Indoor air quality in urban commercial buildings - Do we require legislative limits to protect health?
Research shows people now spend up to 90% of their day indoors yet in Ireland no legislative indoor air pollutant limits exist. Legislative reductions in air pollutant limit values seek to improve outdoor air quality, in turn reducing associated illnesses such as asthma, acute bronchitis, strokes and lung cancer. Our research focuses on two air pollutants, NOx (NO2 + NO) and PM2.5 (particulate matter with aerodynamic diameter less than 2.5µm, two pollutants that air quality legislation considered of most concern. Our research aims to improve our understanding of the relationship between exposure of staff to specific air pollutants in Irish working environments (e.g. shops, offices) and outdoor air pollutants, investigating controlling factors such as ventilation systems and door design for such buildings.
NOx and PM2.5 concentrations are measured simultaneously indoors and outdoors of buildings. Outdoor concentrations are measured in two locations either directly outside the building at ground level or at the air intake of the buildings ventilation system. To date ten work places located on busy street canyons within Dublin city centre have been monitored.

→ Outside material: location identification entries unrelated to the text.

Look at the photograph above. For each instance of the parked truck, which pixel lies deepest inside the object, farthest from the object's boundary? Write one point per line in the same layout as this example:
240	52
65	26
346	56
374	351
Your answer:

Results indicate that indoor concentrations can be significantly greater than outdoor concentrations for certain sites, e.g. Indoor Outdoor ratios (I/O) of up to 2.0 for NO2 and 2.1 for PM2.5. Other sites however, have shown significant reductions in pollutant concentrations indoors compared to outdoors, with I/O ratios as low as 0.32 for NO2 and 0.45 for PM2.5. Clear differences in lag times and I/O ratios for PM2.5 and NOx were also observed for working and non-working hours. The building with the greatest reduction for NO2 was a naturally ventilated office while the greatest PM2.5 reduction was seen in the mechanically ventilated office.
Project coordinator: Prof. Laurence Gill
Monitoring ambient hydrocarbons
Motor vehicles emit a variety of atmospheric pollutants. Amongst these are a variety of hydrocarbons, including benzene, the ambient concentrations of which are to be limited by recent EU directives. Our research involves the on-line measurement of ambient hydrocarbon concentrations in the vicinity of a motorway and at a busy junction in Dublin city centre. At these locations, concentrations of many hydrocarbons can, in the main, be attributed to road-traffic emissions.
Further to this, adapting the on-line system to accommodate a more flexible, portable and mobile sampling method based on the use of tedlar bags as sampling vessels is considered. This method facilitates a wide range of sampling applications, such as the measurement of background concentrations, emission factors and the spatial distribution of pollution levels.
Lastly, applying this “mobile sampling” method in Ireland allows for the spatial mapping of Dublin city along with “real world” driving emissions, a topic that is requires a potential focus in future research.